Scientists released data this week showing that carbon emissions in 2018 rose by nearly 3 percent, a full point more than last year. That report comes on the heels of two others that have brought current climate change findings into the public eye. All this at a time when dramatic natural events—historic wildfires, drought and hurricanes—have wreaked havoc across the country.
In this episode of The Buzz, we dig into those reports and what they mean here in Southern Arizona. We talk with some of the report's authors and climate experts at the University of Arizona.
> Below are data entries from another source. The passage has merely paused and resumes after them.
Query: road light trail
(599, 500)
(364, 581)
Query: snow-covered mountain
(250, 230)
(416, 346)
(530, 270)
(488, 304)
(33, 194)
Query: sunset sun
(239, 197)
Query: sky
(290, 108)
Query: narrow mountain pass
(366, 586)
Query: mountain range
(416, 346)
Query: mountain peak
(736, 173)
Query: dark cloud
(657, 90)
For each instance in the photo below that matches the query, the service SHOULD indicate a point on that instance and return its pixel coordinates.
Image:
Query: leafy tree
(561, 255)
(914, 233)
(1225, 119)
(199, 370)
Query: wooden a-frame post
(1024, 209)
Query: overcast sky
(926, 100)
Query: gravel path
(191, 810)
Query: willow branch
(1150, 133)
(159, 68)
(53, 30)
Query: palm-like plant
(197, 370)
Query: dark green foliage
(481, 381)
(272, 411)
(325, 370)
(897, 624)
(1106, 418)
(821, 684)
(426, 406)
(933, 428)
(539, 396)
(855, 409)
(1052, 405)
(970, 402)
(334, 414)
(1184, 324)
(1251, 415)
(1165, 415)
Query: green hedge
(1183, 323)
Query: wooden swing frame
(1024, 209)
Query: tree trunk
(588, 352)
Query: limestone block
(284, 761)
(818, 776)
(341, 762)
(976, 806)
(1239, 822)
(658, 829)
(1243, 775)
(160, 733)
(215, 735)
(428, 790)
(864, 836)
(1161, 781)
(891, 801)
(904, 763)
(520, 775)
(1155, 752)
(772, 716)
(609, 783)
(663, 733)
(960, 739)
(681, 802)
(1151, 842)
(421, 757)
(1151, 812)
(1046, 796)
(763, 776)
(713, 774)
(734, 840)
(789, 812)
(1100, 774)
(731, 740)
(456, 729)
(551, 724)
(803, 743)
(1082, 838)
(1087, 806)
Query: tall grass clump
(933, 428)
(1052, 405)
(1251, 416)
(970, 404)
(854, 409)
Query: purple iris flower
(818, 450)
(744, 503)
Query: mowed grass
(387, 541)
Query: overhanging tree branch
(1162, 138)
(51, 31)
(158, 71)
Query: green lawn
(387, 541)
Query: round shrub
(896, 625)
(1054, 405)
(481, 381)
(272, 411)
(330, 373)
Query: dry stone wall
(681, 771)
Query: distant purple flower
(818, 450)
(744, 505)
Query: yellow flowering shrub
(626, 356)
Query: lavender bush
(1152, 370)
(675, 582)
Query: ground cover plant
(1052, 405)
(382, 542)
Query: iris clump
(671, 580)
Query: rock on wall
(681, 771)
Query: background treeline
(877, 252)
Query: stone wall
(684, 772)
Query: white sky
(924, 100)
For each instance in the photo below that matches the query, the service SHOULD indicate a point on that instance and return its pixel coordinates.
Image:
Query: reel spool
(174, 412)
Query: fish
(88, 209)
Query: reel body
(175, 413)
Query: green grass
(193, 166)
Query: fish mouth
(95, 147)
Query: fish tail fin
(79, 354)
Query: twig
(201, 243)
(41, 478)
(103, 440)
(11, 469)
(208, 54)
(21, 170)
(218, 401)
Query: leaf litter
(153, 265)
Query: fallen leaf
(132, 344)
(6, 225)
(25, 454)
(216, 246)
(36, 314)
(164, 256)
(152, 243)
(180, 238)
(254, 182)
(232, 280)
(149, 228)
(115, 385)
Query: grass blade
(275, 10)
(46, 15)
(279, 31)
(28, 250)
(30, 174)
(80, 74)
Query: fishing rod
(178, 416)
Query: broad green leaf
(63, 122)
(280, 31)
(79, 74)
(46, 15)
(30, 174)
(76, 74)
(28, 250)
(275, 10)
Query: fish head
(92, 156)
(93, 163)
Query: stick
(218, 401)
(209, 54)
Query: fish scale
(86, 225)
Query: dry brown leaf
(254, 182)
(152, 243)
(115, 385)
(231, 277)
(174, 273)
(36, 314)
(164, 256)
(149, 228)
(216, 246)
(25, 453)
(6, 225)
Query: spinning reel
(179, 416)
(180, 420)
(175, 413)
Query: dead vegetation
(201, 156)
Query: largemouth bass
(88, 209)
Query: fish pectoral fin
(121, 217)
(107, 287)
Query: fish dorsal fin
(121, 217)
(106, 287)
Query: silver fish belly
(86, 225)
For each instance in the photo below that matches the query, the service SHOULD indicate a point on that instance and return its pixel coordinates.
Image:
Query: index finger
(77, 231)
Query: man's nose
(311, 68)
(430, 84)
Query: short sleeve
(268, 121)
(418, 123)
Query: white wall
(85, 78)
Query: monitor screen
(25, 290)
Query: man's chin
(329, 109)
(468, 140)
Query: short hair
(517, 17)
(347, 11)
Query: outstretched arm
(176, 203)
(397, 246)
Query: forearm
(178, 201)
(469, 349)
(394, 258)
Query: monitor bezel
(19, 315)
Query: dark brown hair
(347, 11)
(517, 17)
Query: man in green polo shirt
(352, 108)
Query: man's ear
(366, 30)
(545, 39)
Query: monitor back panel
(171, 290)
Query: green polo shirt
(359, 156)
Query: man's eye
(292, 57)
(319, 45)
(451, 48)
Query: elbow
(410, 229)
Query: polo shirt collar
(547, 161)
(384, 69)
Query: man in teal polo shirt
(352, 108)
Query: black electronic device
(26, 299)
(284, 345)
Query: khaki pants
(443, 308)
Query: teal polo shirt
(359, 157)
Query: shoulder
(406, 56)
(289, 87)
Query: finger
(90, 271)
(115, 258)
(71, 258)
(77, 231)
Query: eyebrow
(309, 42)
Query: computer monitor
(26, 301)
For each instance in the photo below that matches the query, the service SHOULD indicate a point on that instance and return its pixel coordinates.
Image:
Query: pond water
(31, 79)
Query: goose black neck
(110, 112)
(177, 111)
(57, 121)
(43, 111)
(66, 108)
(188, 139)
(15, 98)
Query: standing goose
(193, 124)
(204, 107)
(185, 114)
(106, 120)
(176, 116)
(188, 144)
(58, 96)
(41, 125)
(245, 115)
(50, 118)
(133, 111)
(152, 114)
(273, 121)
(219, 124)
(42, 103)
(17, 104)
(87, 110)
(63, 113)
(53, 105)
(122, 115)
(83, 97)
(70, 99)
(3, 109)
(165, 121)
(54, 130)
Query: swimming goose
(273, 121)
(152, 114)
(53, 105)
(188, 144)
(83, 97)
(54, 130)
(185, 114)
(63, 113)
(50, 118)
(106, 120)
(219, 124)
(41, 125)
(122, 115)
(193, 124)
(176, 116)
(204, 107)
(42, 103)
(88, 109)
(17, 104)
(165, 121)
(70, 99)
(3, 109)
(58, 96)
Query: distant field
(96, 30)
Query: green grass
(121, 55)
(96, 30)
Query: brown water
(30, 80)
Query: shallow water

Diana Liverman is Regents' Professor at the School of Geography and Development and former co-director of the University of Arizona’s Institute of the Environment. She helped write the most recent report from the Intergovernmental Panel on Climate Change. It showed that by 2030, the Earth’s temperature is projected to have increased almost 3 degrees from the start of the Industrial Revolution, a change that could lead to more catastrophic wildfires, droughts and hurricanes, among other impacts.
The Fourth National Climate Assessment was released just a couple weeks ago. The report is required by law and serves as the country’s primary and final word on the state of knowledge of climate science. To get an explanation of the report, we talked with Kathy Jacobs, director of the Center for Climate Adaptation Science and Solutions at the University of Arizona, and a faculty member in Soil, Water and Environmental Science. Jacobs led previous versions of the National Climate Assessment and worked on climate adaptation in the Obama administration.
We also talked with Gregg Garfin, an associate professor and associate extension specialist in the University of Arizona School of Natural Resources and Environment. He’s also deputy director for science translation and outreach at the Institute of the Environment. Garfin was the Southwest region chapter leader on the most recent National Climate Assessment.